Best practices for MFT node runtime deployment

This topic includes best practice recommendations for deploying and managing MFT node runtimes, focusing on load balancing and optimizing performance, including the use of multiple nodes on the same server.

Node deployment and workload splitting

Distributing the workload across multiple nodes helps prevent any single node from becoming a bottleneck, especially with high traffic or a large number of flows.
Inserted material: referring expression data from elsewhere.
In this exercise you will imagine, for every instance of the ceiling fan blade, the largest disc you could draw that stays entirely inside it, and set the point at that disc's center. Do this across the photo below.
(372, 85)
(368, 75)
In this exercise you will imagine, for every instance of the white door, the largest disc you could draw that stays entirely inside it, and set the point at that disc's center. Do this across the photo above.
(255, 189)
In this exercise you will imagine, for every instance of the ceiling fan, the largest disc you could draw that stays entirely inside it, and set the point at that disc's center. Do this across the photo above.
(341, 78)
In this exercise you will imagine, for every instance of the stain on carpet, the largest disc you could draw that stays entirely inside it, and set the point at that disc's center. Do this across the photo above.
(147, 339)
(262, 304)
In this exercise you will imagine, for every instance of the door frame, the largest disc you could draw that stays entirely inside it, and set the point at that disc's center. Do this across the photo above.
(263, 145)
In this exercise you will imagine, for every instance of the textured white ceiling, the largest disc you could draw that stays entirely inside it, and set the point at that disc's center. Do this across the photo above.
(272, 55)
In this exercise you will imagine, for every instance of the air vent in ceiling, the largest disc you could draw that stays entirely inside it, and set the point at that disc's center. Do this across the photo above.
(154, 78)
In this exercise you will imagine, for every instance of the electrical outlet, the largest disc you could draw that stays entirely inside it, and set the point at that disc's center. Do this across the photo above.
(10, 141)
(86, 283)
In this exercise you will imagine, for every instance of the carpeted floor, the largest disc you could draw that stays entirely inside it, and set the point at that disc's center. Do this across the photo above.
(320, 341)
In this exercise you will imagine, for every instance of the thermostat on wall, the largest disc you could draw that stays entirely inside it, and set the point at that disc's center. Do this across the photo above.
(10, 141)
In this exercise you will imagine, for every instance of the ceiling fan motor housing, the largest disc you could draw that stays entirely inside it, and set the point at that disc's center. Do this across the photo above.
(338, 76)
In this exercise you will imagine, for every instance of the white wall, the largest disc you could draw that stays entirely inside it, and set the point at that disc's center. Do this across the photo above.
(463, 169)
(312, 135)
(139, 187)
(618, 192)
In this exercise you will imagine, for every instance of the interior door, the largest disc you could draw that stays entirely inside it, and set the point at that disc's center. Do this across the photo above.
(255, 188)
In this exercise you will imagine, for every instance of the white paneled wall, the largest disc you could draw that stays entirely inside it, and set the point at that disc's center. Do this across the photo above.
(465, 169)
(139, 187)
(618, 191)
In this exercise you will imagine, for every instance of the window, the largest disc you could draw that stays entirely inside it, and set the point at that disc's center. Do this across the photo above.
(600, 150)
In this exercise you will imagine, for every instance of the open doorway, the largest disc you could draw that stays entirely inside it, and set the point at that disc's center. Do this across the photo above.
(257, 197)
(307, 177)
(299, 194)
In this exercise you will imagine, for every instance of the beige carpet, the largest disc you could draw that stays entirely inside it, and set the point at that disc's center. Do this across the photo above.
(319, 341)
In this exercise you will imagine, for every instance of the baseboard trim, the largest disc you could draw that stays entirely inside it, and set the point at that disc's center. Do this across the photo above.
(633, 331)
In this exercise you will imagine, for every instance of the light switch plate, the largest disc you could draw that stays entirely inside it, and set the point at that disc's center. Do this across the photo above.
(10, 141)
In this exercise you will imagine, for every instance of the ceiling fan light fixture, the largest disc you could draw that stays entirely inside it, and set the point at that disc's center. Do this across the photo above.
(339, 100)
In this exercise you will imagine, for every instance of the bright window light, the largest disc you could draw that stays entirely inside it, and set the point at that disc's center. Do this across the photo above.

Limit flow endpoints per node
- For transfers to the cloud, limit the load to around 20 flow endpoints per node.
- For local-to-local transfers, limit the load to around 50 flow endpoints per node.
info
These are not strict limits, but recommended thresholds for managing load.
Split the workload - We recommend splitting flow endpoints between multiple nodes. You can do this by:
- Deploying nodes on different servers
- Installing multiple nodes on the same server
tip
Implement this strategy by installing a new node on a recommended drive, such as D: with fast disk I/O, on the existing server. Then, transfer a portion of the flows to the new node, which will immediately reduce the load on the initial node.

Resource allocation and disk optimization

The MFT node uses an internal disk cache for all transfers, making disk resources critical for performance.

Fast disk I/O - The server running the node must have fast disk I/O for the disk cache. Standard disks (often network storage) might be too slow and cause bottlenecks.
Sufficient disk space - Ensure the server and the drive where the node is installed (including its cache) have enough disk space to handle the largest potential influx of files. Running out of local cache storage can cause processing to stop.
Node installation location - Avoid installing on the C: drive. Use a dedicated, fast drive like D: for the installation and cache.
Sufficient resources - The server's overall resources, including network bandwidth, CPU, and disk I/O, must be sufficient to handle the entire traffic load, as every file will be copied into the internal cache before being sent to its destination.

Strategic traffic splitting

While splitting by flow count is effective, strategically separating transfer types can help mitigate specific bottlenecks.

Isolate cloud traffic - Consider separating flows by transfer direction to prevent bottlenecks caused by cloud-side performance.
- Place flows that read from a local source and send to the cloud on one set of nodes.
- Place flows that read from the cloud and send to a local source on a different set of nodes.
Flow endpoint execution - Node execution is determined per flow endpoint, not per entire flow. This means you can distribute different target endpoints of a single flow across multiple nodes without limitation.

Addressing queued and slow transfers

To proactively address issues like queued files and slow transfers, we recommend the following steps:

Monitor activity - Use the Activity page to monitor file progress and identify if files are being transferred as expected.
Investigate queuing - The primary current troubleshooting focus is on understanding why files remain in a Queued state for extended periods, as this suggests an issue with queue processing, potentially separate from file removal or permissions errors.
Load testing - After implementing node splitting and upgrading resources, conduct load testing to confirm the system can handle the expected traffic volume and determine if resource limitations have been resolved.

Troubleshooting and log gathering

Review logs - Review the node logs, focusing on periods when slowness or queued transfers were observed. Permissions errors could indicate unauthorized access exceptions. File-not-found errors could indicate that a file was removed mid-transfer.
File deletion - Files are automatically deleted from the source upon pickup* as part of the transfer transaction. Manually removal mid-transfer can lead to errors as the node attempts to process the missing file.